Alternate Fee Calculation/Allocation Models
By now, most retirement plan sponsors have an understanding of the two primary methods used by recordkeepers to charge fees to plans and participants:
- As a percentage of plan assets - Typically expressed in hundredths of a percent, or basis points (e.g., ten basis points = one-tenth of one percent). Under this method, participants with larger account balances are charged a higher fee, in terms of dollars, than participants with smaller account balances.
- As a flat dollar amount per participant account balance - Otherwise known as a per-head or per capita charge (e.g., $50 per head). The same flat dollar amount is charged to each participant, regardless of account balance size.
If you are looking for some additional background or need a refresher on these two approaches, be sure to check out my colleague Earle Allen’s article on the subject. Both methods have their advantages and disadvantages, which is why some recordkeepers have developed additional methods for charging fees that are modified versions of the aforementioned or incorporate elements of both. This edition of Top of Mind takes a closer look at these emerging models.
While a number of alternative models have been proposed by recordkeepers, the ones that appear to attract the most plan sponsor attention are:
- Modified flat fee - As pointed out in my last Top of Mind on the subject, the use of flat dollar amounts per head can erode retirement savings at a critical time - when one has just started the process. Thus, some sponsors who decide on a per-head approach have decided to waive the fee for balances under a certain amount (e.g., $1,000). Others do not waive the fee, but charge a lower dollar amount for smaller balances. Of course, waiting or lowering this fee for smaller balances increases the per-head charge for everyone else, so that may not always be a desirable solution. However, this fee methodology is relatively simple to communicate to participants.

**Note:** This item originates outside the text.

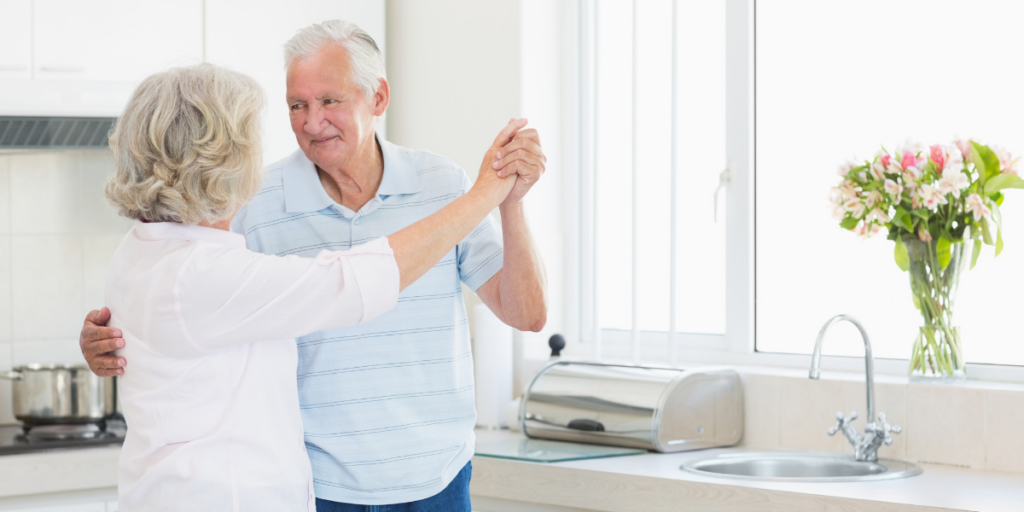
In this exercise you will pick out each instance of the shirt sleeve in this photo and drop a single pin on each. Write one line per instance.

- Basis point allocation of flat dollar fee - This method takes the modified flat fee a step further. The fee is calculated as a per-head charge (e.g., $50 per head on 1,000 account balances = $50,000), but then the total dollar amount is allocated on a pro-rata basis to participants based on account balance size. For example, if there were $50,000 in total fees ($50 x 1,000 account balances) and my average annual account balance represents 1% of total plan assets, my fee for that year would be 1% of $50,000, or $500. In theory, this hybrid approach takes the best of both basic models (% of plan assets and per head) without the primary disadvantage of either (fees growing as plan assets grow in the % of plan assets model, negative small balance impacts in the per-head model). However, the model doesn’t work well if there are a lot of small balance accounts (e.g., in auto-enrolled plans, plans with high employee turnover, and plans where small account balances are not cashed out), since the dollars charged to high-balance employees become too cost-prohibitive. And communicating this fee structure to participants? Good luck with that!

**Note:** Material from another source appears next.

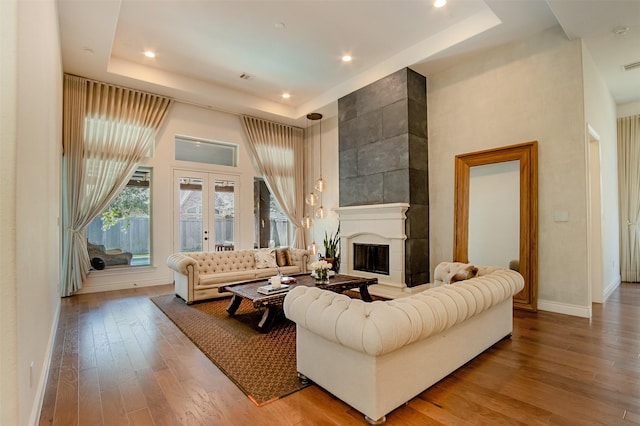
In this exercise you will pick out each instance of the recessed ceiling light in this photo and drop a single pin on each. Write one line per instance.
(620, 30)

- Percentage of assets/basis point fee with a per-head cap - This is a percentage of plan assets model (e.g., 10 basis points), where the recordkeeper has agreed to cap total dollars it collects at a fee per head (e.g., 10 basis points, not to exceed $50 per head). The fee, in theory, could be capped per participant account (e.g., 10 basis points not to exceed $50) but the more common approach is to cap the plan fee based on total dollars collected (e.g., 10 basis points, not to exceed a total dollar amount of $50 x 1,000 participants or $50,000). Thus, each participant account is charged 10 basis points until the dollar cap is reached, at which point the fees are frozen until the fees are under the cap again due to, say, an increase in the amount of participants. This hybrid approach also addresses the primary disadvantages of both basic models. However, it is often difficult for recordkeepers to price such a model in a manner that is fair to both the recordkeeper and the plan sponsor, and the method can be difficult to administer. Participant communication for the percent of assets model is similar in complexity.
As you can see, calculating recordkeeping fees and charging them to participants is a matter that should be carefully considered by fiduciaries, especially in light of emerging methods in this area (though it should be noted that not all recordkeepers will be able to administer all of the models described above). The best model for one plan may not be the best model for another due to demographic plan differences, such as the number of small account balances. Working with the proper advisor should enable plan sponsors to find the methodology for fee calculation and allocation that is best for them.
Note: This feature is to provide general information only, does not constitute legal advice, and cannot be used or substituted for legal or tax advice.